Tauhidullah dan Tauhidul ittiba’

Syahadat yang pertama, yaitu “Asyhadu allaa ilaaha illalloh” disebut

Tauhidullah. Sementara Syahadat yang kedua disebut Tauhidul ittiba’, yaitu

“Wa asyhadu anna muhammadarrasulullah”. Dimana tidak akan sempurna

keimanan seseorang, tanpa mengaplikasikan keimanannya dengan mengikuti

Nabi Muhammad sebagai sumber ittiba’, “ Katakanlah (Muhammad) , jika kamu

mencintai Allah, maka ikutilah aku…”(QS 3 : 31 ). Karena banyak orang yang

mengakui Allah sebagai Tuhannya, tapi tidak mau mengakui Nabi Muhammad

sebagai utusan Allah. Sebagaimana Abu Lahab, Abu Jahal dan Abu Tholib,

mereka percaya kepada Allah tetapi tidak mengakui kerasulan Nabi Muhamad

Saw. Begitupun saat ini banyak orang yang percaya kepada Allah, tapi tidak

percaya kepada kerasulan Nabi Muhammad, yaitu dengan tidak mengikuti

ajaran dan sunah Rasul. Bahkan yang diikuti adalah ajaran nenek moyangmya

dengan dalih sebagai wasilah untuk menyembah Allah (Qs 5 : 104).

Muhammad sebagai Nabi telah berakhir, karena kenubuwahan adalah gelar.

Dimana gelar kenubuwahan ini didapat oleh lebih dari 25 orang.
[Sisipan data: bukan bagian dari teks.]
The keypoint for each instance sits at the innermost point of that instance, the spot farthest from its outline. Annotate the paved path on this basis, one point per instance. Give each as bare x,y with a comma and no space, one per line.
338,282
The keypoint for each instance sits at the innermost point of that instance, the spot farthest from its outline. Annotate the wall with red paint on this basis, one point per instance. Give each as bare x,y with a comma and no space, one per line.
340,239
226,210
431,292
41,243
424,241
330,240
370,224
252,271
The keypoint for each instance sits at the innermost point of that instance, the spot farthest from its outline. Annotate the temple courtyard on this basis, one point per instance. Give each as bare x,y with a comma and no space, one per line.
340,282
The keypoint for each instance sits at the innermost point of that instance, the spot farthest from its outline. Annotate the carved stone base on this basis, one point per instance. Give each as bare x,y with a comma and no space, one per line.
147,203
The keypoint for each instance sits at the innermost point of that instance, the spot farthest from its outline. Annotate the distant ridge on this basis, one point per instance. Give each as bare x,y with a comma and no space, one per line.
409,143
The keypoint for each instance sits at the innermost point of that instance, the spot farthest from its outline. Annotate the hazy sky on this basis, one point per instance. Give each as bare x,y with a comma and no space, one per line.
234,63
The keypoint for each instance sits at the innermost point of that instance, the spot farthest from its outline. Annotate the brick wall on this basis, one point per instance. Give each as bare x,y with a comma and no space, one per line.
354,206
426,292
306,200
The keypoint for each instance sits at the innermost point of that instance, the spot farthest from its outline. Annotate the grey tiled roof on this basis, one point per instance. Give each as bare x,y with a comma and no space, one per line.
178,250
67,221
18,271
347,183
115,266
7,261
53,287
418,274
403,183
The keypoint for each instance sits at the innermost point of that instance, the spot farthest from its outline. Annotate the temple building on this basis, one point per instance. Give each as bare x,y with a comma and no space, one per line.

Bahkan

menurut riwayat disebutkan lebih dari seribu orang. Sementara hanya 25

orang saja diantara sekian banyak nabi tersebut yang diangkat menjadi Rasul.

Dimana para Rasul ini mendapat tugas untuk menjadi wakil atau mandataris

Allah di muka bumi, yaitu tegaknya Dinulloh (Qs 42 : 13) . Tugas menegakkan

Dinulloh atau biasa disebut tugas kerisalahan terakhir kali disempurnakan oleh

Nabi Saw (Qs 5 : 3). Namun tidak berarti tugas ini berakhir, mesti ada umat

yang melanjutkannya. sebagaimana firman Allah, “:Dan Muhammad hanyalah

seorang Rasul, sebelumnya telah berlalu beberapa Rasul, apakah jika dia wafat

atau dibunuh, kamu berbalik ke belakang (murtad)?. Baranngsiapa berbalik ke

belakang ia tidak akan merugikan Allah sedikitpun. Allah akan memberi

balasan kepada orang yang bersyukur”( Qs Ali Imron [3] : 144). Dari sini saja

kita bisa memahami, mengapa syahadat kedua, redaksinya berbunyi, Wa

asyhadu anna muhammadarrasulululloh”, bukan “Wa asyhadu anna

muhammadannnabiyulloh”. Karena kerisalahan adalah prinsip (Aqidah) ,

sedangkan kenubuwahan adalah gelar pribadi.

Vonis Sesat

Memvonis suatu ajaran apakah itu Al-Haq atau Al-Batil , Al-Mustaqim atau

Adlolalah pada hakekatnya adalah hak perogratif Allah dan RasulNya. Namun

manusia diberi potensi yang sama oleh Allah untuk bisa menyimpulkan

kebenaran dan kesalahan suatu ajaran. Potensi tersebut adalah potensi

bertauhid yang sama rata diberikan kepada selueuh anak keturunan adam di

alam ruh (Qs 7 : 172). Kemudian setelah lahir ke alam dunia manusia diberi

potensi hati, pendengaran dan penglihatan (Qs 16 : 78, 7 : 179) , tentunya

dibarengi dengan potensi eksternal, yaitu berupa Hidayah (Qs 2 : 2, 48 :28) .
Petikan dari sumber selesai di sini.